Chapter 29: Digestion and Transport of Dietary Lipids
Loading audio…
ⓘ This audio and summary are simplified educational interpretations and are not a substitute for the original text.
Dietary triacylglycerols undergo minimal enzymatic degradation in the mouth and stomach via lingual and gastric lipases, but the majority of lipid digestion occurs in the small intestine where pancreatic lipase, assisted by the cofactor colipase, hydrolyzes triglycerides into free fatty acids and 2-monoacylglycerols. Simultaneously, pancreatic phospholipase A2 cleaves phospholipids while cholesterol esterase hydrolyzes cholesterol esters, generating multiple lipid digestion products. Bile salts released from the gallbladder serve a critical emulsification function, increasing the surface area of lipid droplets and subsequently forming mixed micelles that solubilize these hydrophobic products alongside fat-soluble vitamins, facilitating their absorption across the enterocyte brush border. Within intestinal epithelial cells, absorbed fatty acids and monoacylglycerols are reesterified into triglycerides through the action of microsomal triglyceride transfer protein, which also facilitates assembly of mature chylomicrons containing apolipoprotein B-48. These nascent lipoproteins enter the lymphatic circulation before reaching systemic blood, where they acquire additional apolipoproteins including apoC-II and apoE through transfer from high-density lipoproteins.

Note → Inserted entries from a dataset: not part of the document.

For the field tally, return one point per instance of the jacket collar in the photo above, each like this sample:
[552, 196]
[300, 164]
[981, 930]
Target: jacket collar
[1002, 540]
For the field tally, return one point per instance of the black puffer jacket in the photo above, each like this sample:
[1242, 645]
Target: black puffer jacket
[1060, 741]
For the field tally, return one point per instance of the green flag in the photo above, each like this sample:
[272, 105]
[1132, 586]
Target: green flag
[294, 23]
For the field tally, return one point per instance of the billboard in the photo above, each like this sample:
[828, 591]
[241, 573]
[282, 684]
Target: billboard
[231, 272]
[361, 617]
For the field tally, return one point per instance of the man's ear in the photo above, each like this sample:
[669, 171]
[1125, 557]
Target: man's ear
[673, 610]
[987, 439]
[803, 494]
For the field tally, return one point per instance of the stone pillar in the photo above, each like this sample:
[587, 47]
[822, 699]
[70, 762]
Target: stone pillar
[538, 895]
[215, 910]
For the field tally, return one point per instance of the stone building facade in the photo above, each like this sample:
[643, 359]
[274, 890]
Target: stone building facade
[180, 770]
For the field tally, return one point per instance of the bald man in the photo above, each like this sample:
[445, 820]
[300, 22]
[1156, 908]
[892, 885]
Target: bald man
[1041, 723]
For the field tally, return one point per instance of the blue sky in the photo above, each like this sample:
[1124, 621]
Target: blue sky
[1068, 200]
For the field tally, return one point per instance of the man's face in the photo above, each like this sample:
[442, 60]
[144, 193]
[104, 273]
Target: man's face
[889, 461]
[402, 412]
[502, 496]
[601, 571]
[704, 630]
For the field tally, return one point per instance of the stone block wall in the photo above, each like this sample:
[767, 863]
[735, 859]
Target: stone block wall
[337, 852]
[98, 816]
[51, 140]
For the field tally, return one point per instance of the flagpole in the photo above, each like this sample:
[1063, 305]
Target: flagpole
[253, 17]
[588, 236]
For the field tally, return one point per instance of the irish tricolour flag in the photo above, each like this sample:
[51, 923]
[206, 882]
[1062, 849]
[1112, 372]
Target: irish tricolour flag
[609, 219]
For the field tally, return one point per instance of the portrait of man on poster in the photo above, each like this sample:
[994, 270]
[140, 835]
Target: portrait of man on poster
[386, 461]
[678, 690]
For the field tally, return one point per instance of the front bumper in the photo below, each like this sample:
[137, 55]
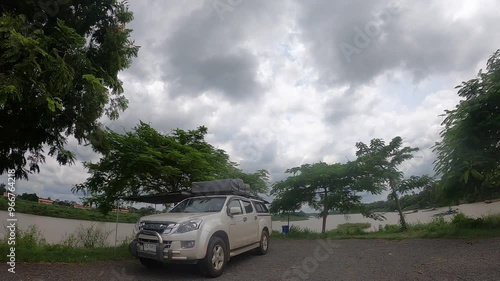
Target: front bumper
[165, 251]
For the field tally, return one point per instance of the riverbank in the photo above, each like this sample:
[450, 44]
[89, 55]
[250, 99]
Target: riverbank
[89, 243]
[460, 226]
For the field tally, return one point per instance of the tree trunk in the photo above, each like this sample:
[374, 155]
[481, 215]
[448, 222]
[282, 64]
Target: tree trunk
[325, 212]
[401, 215]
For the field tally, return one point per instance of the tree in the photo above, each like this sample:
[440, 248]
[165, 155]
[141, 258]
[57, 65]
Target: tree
[322, 186]
[381, 162]
[29, 197]
[59, 64]
[145, 161]
[468, 155]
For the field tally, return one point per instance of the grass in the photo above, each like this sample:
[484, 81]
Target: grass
[31, 247]
[35, 208]
[461, 226]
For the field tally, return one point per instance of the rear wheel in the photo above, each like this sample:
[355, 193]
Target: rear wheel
[264, 243]
[214, 263]
[150, 263]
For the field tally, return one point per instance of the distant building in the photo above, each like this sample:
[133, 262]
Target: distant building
[45, 201]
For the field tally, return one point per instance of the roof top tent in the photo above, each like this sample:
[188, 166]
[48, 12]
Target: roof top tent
[225, 186]
[202, 188]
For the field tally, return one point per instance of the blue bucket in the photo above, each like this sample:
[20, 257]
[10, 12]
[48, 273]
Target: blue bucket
[285, 229]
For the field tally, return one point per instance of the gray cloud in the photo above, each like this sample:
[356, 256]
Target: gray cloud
[352, 42]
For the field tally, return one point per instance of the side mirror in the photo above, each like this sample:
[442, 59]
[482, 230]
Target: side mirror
[234, 211]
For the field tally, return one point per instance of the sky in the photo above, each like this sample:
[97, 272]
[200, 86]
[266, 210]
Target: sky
[285, 83]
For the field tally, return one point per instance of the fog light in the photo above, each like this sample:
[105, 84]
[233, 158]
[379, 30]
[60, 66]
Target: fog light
[187, 244]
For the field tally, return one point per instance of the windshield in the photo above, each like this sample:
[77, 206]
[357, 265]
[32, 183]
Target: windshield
[200, 205]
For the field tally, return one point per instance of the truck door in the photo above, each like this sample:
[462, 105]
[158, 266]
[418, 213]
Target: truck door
[237, 233]
[251, 223]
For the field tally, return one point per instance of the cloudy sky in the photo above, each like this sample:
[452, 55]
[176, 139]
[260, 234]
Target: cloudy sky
[282, 83]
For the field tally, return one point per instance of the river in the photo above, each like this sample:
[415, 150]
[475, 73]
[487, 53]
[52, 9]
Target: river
[54, 230]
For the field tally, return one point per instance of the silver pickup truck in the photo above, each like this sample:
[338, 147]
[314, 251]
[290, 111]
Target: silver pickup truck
[207, 230]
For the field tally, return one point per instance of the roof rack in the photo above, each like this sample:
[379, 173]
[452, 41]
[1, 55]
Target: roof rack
[204, 188]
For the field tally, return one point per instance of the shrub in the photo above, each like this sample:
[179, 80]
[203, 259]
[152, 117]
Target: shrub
[91, 236]
[462, 221]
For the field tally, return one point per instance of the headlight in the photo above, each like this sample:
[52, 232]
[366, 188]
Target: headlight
[189, 226]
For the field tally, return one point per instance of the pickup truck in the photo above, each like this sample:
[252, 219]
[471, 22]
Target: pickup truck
[203, 230]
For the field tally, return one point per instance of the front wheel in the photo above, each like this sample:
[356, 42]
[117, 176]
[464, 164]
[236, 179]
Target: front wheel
[214, 263]
[264, 243]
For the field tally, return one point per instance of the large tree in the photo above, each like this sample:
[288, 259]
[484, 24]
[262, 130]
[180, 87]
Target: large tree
[381, 161]
[144, 161]
[469, 153]
[59, 64]
[324, 187]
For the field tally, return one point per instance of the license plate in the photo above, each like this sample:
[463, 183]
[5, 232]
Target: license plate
[149, 247]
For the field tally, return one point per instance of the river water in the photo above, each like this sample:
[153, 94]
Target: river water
[55, 230]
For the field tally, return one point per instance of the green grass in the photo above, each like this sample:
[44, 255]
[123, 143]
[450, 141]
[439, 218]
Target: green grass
[460, 227]
[35, 208]
[31, 247]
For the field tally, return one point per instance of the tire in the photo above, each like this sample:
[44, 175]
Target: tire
[149, 263]
[215, 260]
[264, 243]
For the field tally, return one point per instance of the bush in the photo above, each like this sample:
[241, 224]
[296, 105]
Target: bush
[351, 228]
[92, 236]
[462, 221]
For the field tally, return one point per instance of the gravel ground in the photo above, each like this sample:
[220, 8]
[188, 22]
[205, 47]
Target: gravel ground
[308, 260]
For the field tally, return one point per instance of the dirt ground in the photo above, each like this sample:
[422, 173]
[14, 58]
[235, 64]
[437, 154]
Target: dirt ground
[307, 260]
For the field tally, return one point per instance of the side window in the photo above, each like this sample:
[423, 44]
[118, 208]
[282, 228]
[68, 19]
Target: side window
[261, 208]
[258, 207]
[248, 206]
[235, 203]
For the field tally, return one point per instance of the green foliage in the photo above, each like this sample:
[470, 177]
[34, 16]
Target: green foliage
[380, 163]
[322, 186]
[91, 236]
[29, 197]
[58, 78]
[31, 246]
[145, 161]
[67, 212]
[468, 156]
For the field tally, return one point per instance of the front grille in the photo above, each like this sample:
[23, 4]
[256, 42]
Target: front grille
[166, 243]
[158, 227]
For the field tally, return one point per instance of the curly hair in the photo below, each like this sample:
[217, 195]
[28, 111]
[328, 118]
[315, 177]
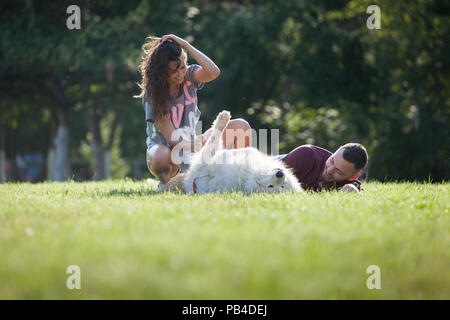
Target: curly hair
[153, 68]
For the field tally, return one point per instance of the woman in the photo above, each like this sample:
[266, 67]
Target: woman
[169, 94]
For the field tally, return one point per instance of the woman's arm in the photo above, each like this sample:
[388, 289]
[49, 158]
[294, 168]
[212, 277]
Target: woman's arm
[208, 71]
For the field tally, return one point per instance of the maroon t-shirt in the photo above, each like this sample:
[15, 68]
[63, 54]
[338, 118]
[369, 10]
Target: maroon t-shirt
[307, 163]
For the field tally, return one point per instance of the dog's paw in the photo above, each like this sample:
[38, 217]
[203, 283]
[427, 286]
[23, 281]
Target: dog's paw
[222, 120]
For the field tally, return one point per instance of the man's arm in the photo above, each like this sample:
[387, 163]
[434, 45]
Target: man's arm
[349, 187]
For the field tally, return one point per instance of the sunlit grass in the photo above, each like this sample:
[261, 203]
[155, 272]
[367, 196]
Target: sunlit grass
[132, 243]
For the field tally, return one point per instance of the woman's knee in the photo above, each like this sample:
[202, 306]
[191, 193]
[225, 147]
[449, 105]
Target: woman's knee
[159, 162]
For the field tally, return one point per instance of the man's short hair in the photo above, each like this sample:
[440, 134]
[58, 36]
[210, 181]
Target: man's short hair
[356, 154]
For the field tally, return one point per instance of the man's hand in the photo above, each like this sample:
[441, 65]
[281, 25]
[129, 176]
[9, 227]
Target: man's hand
[349, 187]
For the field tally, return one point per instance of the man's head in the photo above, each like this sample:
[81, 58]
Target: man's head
[346, 162]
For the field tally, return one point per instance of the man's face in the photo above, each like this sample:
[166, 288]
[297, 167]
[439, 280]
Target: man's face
[337, 169]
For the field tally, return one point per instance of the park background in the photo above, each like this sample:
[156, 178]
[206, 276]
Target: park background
[312, 69]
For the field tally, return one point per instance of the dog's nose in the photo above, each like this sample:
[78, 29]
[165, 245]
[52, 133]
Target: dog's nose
[279, 174]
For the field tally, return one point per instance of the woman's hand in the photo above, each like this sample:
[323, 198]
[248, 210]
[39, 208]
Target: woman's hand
[181, 42]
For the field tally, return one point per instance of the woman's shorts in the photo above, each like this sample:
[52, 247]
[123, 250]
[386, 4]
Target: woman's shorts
[183, 166]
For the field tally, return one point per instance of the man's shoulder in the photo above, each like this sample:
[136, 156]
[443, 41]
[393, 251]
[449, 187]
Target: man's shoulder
[313, 151]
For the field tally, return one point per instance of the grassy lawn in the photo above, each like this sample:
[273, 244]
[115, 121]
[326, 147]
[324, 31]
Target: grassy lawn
[132, 243]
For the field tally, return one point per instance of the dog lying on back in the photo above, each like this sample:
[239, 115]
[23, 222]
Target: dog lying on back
[214, 169]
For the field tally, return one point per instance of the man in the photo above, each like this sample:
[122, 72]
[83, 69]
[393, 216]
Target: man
[317, 169]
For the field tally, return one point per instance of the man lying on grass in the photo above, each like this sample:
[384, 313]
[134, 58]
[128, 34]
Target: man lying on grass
[317, 169]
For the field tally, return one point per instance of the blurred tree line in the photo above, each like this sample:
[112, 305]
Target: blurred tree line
[313, 69]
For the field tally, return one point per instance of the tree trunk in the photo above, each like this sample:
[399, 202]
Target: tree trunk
[61, 142]
[98, 151]
[2, 155]
[107, 164]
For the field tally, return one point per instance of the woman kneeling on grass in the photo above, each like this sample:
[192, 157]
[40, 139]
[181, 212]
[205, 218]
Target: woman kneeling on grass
[169, 95]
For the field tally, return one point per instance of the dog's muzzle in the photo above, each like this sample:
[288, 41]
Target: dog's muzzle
[279, 174]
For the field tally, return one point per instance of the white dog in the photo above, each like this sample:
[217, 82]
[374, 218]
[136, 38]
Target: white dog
[214, 169]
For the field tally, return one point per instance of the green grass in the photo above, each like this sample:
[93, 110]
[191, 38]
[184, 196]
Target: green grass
[132, 243]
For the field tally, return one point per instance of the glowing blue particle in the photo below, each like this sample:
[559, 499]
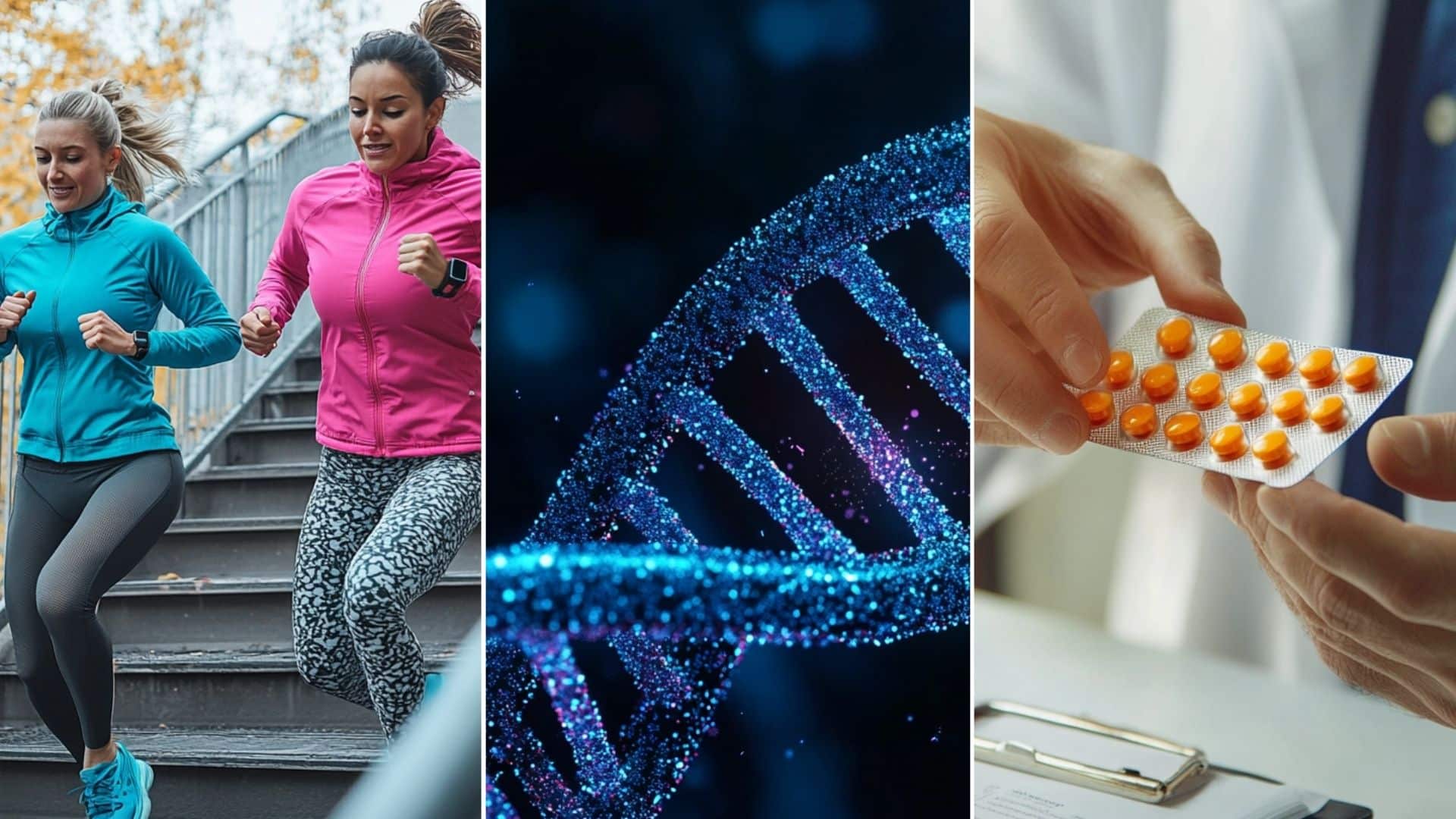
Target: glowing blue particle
[680, 613]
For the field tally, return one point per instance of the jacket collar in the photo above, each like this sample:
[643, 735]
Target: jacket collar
[92, 218]
[441, 158]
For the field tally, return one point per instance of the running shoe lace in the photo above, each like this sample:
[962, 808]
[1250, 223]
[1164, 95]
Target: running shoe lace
[101, 798]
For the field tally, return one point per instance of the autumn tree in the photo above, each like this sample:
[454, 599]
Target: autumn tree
[180, 55]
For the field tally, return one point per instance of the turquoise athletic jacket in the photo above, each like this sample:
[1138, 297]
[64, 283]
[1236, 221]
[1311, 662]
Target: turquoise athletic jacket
[79, 404]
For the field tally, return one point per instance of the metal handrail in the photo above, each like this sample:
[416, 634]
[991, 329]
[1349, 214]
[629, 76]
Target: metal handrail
[237, 142]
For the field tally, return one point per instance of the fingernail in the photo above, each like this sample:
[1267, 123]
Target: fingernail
[1060, 433]
[1081, 362]
[1410, 441]
[1274, 504]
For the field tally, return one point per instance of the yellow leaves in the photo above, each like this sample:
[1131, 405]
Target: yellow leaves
[165, 50]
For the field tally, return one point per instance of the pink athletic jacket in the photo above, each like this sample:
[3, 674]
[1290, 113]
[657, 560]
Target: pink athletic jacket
[400, 375]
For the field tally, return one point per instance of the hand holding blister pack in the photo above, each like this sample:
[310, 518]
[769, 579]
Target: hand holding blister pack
[1238, 401]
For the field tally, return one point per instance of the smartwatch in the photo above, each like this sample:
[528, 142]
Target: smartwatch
[143, 344]
[456, 276]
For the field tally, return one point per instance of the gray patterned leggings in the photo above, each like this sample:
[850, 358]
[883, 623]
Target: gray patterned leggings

The mature chylomicron then circulates to peripheral tissues where apoC-II activates lipoprotein lipase on capillary endothelium, releasing fatty acids for oxidation in muscle or storage in adipose tissue, while the resulting chylomicron remnants enriched in cholesterol and apoE undergo hepatic uptake via receptor-mediated endocytosis. The chapter integrates clinical cases demonstrating pathological consequences of disrupted lipid processing, including gallstone-induced cholestasis with jaundice and fat malabsorption, alcohol-induced pancreatitis causing steatorrhea from pancreatic enzyme insufficiency, and inherited abetalipoproteinemia resulting from microsomal triglyceride transfer protein deficiency, preventing chylomicron assembly entirely. Additional therapeutic considerations include lipase-inhibiting drugs and non-digestible fat substitutes employed in weight management strategies.